Last year, the Rangers got hot at their expense, coming into Tropicana Field and winning 4-0 and 7-1 to end the Rays’ season and launch a seven-game postseason winning streak. And in consecutive years, staying active did little to rouse the Rays.

“Postseason baseball is cool. It’s exciting, but it can end pretty quick,” says Rays reliever Garrett Cleavinger, who pitched in both 2022 games at Cleveland and has pondered how resting teams might avoid rust. “It’s a tough one to balance. You don’t want to keep redlining it if you don’t have to. If you get a couple days off and get some guys rested, that’s probably a good thing.

“But you want people to stay sharp, too. It’s tough for teams to balance both ways.”

Matchup game

Yet make no mistake: There’s just one primary goal for contenders down the stretch.

“Everybody’s mindset in here is win the division,” says Orioles starter Zach Eflin. “I don’t think there’s any scenario in the game of baseball where we shy away from that.”

Eflin is headed to his third straight postseason, playing a key relief role for the ’22 Phillies and starting, and losing, Game 2 for the Rays last season. He’ll likely be a Game 2 starter behind Corbin Burnes for these Orioles, who trail the Yankees by two games in the AL East.

Whether that’s in the wild-card series or ALDS will be determined in the final two weeks. The Orioles epitomized the “rust” concept in the ’23 ALDS, getting steamrolled by the Rangers in three games.
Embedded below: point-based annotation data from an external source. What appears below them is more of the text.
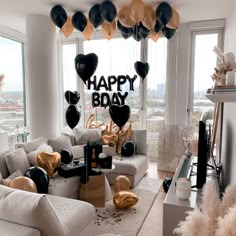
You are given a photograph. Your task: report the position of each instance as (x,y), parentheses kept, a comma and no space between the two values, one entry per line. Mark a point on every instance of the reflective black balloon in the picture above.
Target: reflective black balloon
(72,97)
(86,65)
(141,68)
(128,149)
(58,15)
(168,33)
(164,12)
(79,21)
(95,16)
(66,156)
(119,114)
(158,26)
(108,11)
(40,178)
(72,116)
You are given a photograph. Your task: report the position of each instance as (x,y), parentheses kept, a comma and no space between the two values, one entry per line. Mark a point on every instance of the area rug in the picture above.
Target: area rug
(127,222)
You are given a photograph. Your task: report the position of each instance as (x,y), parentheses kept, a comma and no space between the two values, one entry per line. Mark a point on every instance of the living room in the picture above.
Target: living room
(171,95)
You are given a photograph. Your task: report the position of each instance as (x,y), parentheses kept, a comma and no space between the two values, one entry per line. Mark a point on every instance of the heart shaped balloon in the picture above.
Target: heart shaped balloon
(141,68)
(119,114)
(72,116)
(72,97)
(86,65)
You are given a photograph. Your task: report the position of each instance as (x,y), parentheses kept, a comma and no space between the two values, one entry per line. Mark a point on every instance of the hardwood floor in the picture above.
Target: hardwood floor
(152,225)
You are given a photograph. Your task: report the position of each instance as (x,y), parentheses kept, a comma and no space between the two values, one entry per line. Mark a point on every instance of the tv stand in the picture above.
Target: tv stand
(174,210)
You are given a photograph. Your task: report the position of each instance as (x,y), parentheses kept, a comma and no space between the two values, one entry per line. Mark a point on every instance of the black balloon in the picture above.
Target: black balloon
(66,156)
(166,184)
(86,65)
(72,97)
(58,15)
(168,33)
(72,116)
(95,16)
(119,114)
(108,11)
(164,12)
(79,21)
(141,68)
(158,26)
(128,149)
(40,178)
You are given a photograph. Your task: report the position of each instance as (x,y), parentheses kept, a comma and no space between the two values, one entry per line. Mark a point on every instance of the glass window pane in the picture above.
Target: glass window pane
(115,57)
(156,87)
(12,91)
(203,69)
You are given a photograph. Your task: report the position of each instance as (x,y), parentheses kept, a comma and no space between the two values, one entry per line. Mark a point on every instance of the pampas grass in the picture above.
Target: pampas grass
(229,199)
(195,224)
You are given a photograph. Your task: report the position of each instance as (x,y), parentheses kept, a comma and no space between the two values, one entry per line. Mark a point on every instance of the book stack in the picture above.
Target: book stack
(222,89)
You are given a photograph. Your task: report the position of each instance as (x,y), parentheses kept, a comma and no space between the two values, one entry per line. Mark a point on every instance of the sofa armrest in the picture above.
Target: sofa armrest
(139,137)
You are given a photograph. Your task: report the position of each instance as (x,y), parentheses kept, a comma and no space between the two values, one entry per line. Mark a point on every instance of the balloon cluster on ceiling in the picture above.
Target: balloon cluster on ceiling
(136,19)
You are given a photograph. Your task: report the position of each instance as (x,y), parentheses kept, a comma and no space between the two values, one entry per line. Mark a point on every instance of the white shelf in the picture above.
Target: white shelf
(222,97)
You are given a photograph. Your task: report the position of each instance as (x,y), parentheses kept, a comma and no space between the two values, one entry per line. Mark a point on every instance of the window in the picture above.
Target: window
(12,102)
(115,57)
(203,68)
(156,84)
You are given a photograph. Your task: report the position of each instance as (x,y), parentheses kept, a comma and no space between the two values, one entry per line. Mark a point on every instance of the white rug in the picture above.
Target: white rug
(127,222)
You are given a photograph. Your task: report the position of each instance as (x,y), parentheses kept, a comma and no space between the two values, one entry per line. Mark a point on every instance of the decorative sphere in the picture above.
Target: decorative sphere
(40,178)
(121,183)
(23,183)
(127,149)
(66,156)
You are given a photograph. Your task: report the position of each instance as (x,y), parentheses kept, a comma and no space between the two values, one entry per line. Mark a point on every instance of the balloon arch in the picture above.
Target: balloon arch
(136,19)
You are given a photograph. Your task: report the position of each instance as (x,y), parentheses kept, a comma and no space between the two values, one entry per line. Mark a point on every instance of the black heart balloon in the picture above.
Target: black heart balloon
(119,114)
(86,65)
(168,33)
(58,15)
(72,116)
(141,68)
(72,97)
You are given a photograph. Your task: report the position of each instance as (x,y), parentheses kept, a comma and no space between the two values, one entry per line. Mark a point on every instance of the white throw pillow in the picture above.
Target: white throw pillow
(32,156)
(62,142)
(30,209)
(32,145)
(82,136)
(17,160)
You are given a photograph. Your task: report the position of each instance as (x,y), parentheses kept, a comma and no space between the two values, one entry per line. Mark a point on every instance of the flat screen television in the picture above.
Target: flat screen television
(203,154)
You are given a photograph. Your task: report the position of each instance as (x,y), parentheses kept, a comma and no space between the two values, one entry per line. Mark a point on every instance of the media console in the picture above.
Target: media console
(174,210)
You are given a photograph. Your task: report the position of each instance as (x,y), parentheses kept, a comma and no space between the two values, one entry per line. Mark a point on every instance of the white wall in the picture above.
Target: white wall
(228,143)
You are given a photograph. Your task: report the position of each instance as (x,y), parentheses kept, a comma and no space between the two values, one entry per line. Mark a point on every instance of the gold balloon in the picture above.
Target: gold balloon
(124,17)
(124,199)
(174,21)
(88,31)
(49,161)
(121,183)
(154,36)
(136,10)
(108,29)
(23,183)
(149,19)
(67,29)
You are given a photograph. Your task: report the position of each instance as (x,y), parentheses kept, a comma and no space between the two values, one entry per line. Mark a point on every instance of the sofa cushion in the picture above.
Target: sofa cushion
(31,145)
(59,143)
(75,216)
(32,156)
(29,209)
(82,136)
(3,165)
(17,160)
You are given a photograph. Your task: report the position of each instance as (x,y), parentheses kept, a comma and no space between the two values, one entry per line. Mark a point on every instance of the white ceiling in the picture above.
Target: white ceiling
(13,12)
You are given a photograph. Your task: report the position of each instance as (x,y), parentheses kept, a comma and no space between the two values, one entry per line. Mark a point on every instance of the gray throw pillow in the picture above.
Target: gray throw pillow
(62,142)
(17,160)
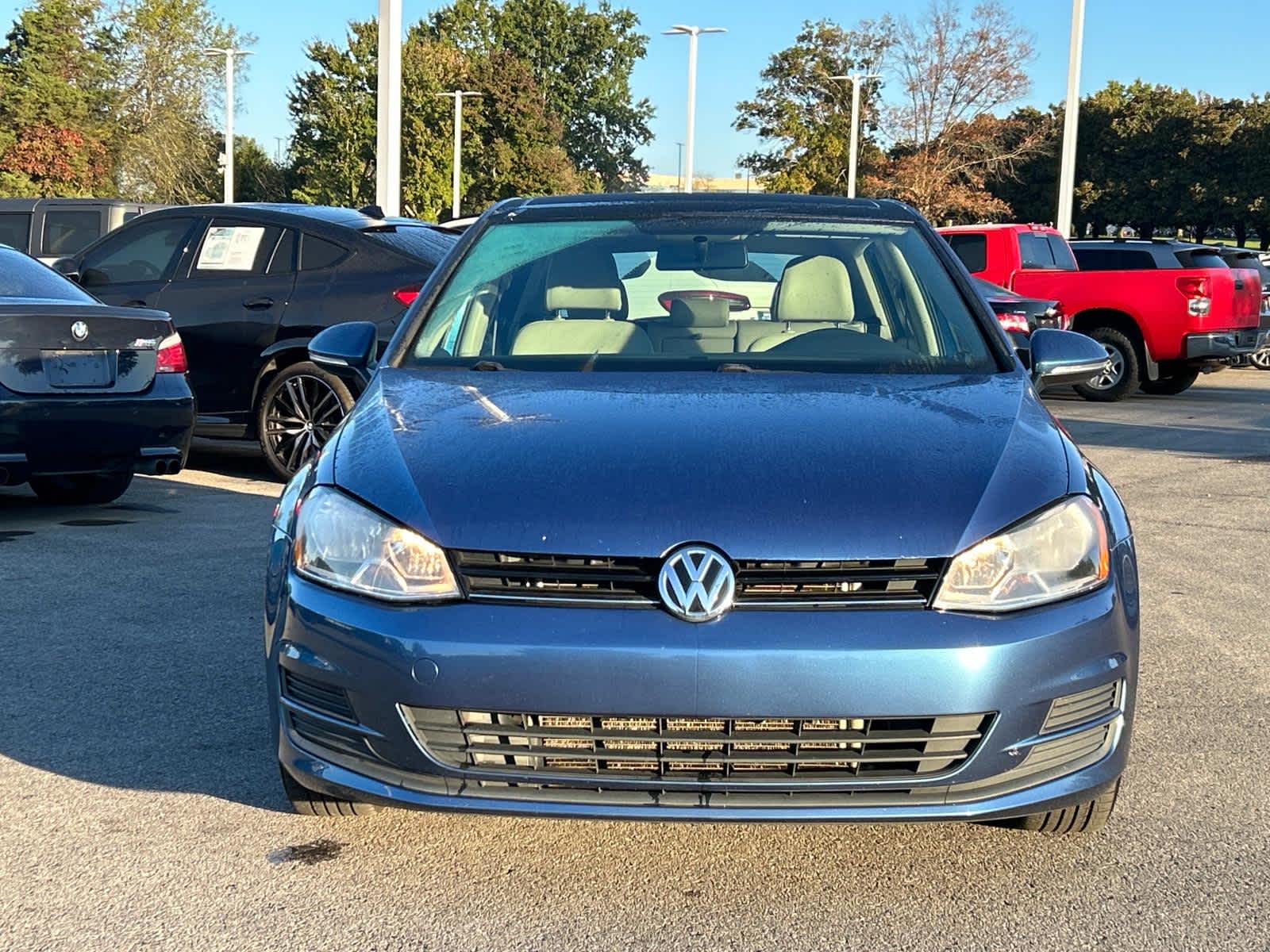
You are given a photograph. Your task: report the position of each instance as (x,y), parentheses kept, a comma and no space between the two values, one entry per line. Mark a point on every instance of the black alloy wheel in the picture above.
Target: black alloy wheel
(298,412)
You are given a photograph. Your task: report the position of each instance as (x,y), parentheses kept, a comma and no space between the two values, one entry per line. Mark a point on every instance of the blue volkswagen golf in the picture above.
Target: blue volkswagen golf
(704,508)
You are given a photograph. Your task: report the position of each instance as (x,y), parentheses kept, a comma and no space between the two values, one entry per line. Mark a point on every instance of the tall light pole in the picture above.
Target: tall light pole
(229,54)
(691,33)
(457,95)
(854,158)
(1071,121)
(387,114)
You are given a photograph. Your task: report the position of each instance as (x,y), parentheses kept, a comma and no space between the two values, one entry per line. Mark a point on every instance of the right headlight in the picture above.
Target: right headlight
(1056,554)
(346,545)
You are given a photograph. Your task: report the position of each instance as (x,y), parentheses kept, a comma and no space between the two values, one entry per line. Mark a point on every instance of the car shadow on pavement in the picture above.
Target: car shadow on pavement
(133,643)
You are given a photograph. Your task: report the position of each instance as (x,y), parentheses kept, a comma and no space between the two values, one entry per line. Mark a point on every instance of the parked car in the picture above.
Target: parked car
(88,393)
(559,562)
(1164,311)
(249,286)
(54,228)
(1022,315)
(1254,260)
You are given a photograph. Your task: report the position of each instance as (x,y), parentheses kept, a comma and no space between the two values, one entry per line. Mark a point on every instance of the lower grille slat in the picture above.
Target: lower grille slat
(713,748)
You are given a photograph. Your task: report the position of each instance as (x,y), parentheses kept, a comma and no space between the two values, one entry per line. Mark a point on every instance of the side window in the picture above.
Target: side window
(318,253)
(1034,251)
(1062,253)
(972,249)
(16,230)
(141,253)
(67,232)
(235,249)
(283,260)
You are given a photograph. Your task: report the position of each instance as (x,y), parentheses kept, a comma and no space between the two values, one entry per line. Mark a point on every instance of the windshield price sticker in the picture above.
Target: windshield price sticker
(230,248)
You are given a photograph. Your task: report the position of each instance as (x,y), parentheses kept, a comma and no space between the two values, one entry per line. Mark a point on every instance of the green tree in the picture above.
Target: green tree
(804,117)
(167,88)
(581,63)
(56,101)
(512,145)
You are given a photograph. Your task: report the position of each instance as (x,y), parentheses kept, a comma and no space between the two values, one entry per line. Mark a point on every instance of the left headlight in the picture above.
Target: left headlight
(344,545)
(1056,554)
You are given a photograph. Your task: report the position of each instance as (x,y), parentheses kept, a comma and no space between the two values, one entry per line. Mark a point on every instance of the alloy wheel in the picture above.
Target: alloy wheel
(1113,374)
(300,419)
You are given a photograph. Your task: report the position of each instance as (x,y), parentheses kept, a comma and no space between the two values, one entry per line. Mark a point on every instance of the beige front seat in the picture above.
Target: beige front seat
(698,325)
(588,304)
(813,294)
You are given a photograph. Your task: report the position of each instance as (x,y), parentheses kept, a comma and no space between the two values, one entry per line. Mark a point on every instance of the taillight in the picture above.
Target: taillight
(1199,298)
(1015,321)
(406,296)
(171,355)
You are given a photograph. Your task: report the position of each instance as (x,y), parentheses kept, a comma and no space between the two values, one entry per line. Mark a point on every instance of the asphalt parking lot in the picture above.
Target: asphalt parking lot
(141,806)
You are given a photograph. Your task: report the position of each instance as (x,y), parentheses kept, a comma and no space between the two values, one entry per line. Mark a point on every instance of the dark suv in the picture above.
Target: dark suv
(248,286)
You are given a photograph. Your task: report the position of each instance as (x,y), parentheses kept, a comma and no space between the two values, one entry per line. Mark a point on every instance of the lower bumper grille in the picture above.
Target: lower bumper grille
(696,749)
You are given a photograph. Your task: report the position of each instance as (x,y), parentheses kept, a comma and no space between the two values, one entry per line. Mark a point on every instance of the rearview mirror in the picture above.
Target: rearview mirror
(1062,357)
(347,351)
(702,254)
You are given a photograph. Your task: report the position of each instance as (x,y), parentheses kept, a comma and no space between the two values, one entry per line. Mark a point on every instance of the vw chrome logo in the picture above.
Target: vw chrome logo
(696,583)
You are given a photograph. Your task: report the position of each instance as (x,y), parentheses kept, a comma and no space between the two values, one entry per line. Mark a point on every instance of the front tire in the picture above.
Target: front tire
(1123,376)
(82,489)
(310,803)
(1172,384)
(1090,816)
(298,412)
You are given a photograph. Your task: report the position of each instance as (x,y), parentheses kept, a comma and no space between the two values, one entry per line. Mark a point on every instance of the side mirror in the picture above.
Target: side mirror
(1064,357)
(347,351)
(67,268)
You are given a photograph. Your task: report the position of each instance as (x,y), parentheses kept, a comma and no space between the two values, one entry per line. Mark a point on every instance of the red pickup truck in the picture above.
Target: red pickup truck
(1164,310)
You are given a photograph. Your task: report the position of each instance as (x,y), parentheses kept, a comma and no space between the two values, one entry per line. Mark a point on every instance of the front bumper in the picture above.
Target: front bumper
(48,436)
(891,663)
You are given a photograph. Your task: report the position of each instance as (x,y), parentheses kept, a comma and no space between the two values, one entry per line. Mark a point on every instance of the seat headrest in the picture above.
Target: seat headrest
(584,283)
(698,313)
(814,289)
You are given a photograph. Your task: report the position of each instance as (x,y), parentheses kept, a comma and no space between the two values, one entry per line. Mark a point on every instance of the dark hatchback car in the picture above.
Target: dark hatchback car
(88,393)
(248,287)
(835,562)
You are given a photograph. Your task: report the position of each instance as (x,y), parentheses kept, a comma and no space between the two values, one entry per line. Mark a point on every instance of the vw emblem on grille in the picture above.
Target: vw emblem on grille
(696,583)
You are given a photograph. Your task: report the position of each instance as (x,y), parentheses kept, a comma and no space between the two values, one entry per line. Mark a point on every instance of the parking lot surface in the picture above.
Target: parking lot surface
(141,805)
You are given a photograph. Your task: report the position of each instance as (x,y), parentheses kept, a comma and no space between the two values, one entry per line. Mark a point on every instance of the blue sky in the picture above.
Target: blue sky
(1161,41)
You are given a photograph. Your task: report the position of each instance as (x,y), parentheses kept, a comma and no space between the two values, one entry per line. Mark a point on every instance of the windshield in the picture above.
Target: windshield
(700,291)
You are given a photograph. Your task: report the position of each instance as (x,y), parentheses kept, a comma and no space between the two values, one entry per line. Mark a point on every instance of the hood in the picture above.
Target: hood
(760,465)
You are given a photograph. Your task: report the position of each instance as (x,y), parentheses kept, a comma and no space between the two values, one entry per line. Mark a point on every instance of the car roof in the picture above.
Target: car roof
(654,203)
(336,216)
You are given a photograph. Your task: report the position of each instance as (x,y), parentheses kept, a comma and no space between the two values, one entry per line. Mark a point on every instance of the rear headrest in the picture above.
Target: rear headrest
(816,289)
(583,281)
(698,313)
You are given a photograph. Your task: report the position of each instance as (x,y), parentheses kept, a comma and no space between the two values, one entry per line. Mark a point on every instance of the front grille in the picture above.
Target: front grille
(760,583)
(324,698)
(698,749)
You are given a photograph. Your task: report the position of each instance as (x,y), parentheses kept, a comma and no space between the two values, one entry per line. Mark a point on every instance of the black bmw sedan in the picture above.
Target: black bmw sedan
(89,393)
(248,286)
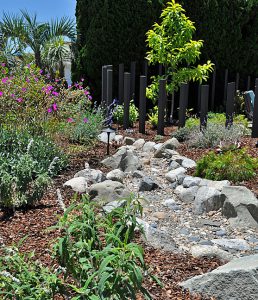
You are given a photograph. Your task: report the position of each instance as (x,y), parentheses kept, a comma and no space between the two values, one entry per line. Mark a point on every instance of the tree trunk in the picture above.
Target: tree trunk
(38,59)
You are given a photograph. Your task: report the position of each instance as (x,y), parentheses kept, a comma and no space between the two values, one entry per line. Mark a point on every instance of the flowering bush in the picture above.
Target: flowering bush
(26,166)
(28,97)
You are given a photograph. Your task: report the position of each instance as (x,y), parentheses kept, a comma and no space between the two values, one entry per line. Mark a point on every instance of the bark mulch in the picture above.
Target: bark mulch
(34,223)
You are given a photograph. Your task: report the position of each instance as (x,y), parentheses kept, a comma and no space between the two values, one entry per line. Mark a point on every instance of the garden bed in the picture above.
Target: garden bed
(34,223)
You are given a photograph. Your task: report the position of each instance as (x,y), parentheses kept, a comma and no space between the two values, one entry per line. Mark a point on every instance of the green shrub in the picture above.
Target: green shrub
(23,278)
(154,117)
(26,166)
(98,251)
(212,136)
(84,128)
(118,114)
(216,118)
(234,165)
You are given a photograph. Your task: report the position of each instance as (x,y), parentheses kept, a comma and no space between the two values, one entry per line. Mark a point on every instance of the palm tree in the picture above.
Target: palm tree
(26,31)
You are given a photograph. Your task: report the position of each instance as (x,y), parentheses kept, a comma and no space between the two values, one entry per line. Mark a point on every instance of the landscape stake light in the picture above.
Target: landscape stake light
(108,132)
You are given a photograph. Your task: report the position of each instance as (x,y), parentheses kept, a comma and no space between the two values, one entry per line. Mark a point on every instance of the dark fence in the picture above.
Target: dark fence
(205,96)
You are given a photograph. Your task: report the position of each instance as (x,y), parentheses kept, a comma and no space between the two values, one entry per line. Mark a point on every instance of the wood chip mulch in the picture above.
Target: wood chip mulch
(34,223)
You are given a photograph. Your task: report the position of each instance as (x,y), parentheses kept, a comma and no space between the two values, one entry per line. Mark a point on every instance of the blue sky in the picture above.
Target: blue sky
(45,9)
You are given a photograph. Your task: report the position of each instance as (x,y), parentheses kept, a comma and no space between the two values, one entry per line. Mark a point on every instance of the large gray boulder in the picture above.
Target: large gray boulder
(171,144)
(78,184)
(241,206)
(115,160)
(94,176)
(173,174)
(130,162)
(108,191)
(236,280)
(116,175)
(207,199)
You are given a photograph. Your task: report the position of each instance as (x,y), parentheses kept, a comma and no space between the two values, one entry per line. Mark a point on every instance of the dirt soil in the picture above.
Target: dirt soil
(34,223)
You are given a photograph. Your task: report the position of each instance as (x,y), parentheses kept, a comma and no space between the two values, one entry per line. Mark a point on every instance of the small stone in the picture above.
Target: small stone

“In Philly in ’22, it was perfect for us to continue playing baseball. We got hot at the end of the year and just kept going,” says Eflin. “With the Rays, we just faced an extremely hot (Texas) team. They were barreling balls up, came here to Baltimore and kept doing it.”

Looking for a dark horse to emerge as that hot team in ’24? Well, don’t necessarily look for clues in these final two weeks. Eflin’s ’22 Phillies were just 14-14 the season’s final month and lost 10 of 13 in late September to imperil their playoff hopes before winning four of five for their 87th win.

And while the ’23 Diamondbacks enjoyed a 15-8 September, they lost their last four games, one of them after their playoff berth was ensured.

Perhaps it’s more instructive to view the compromised opponent as potential springboard. Arizona received a huge break before its wild-card series when Milwaukee Brewers started Brandon Woodruff was declared out with a shoulder injury that would require surgery; the stunned Brewers never recovered.

And in the NLDS, the Dodgers were similarly out of pitching, with Game 1 starter Clayton Kershaw requiring shoulder surgery after the season, but not before the D-backs jumped him for six runs in the first inning; they outscored L.A. 19-6 in the three-game sweep.

Arizona rode that wave all the way to Game 5 of the World Series. So perhaps that’s the blinking light we should look for – not the team bound to be rusty but a No. 3 wild card that had to play hard all the way into October and finds favorable matchups in the postseason.

Then again, it’s just the third year of the mega-playoffs. October will determine if this is the year for the revenge of the rested.

“There’s no crystal ball answer,” says Rays manager Kevin Cash. “The priority is to get in, do anything you can to get in.

“And maybe let the momentum of a strong month carry a little bit farther than what you would have thought.”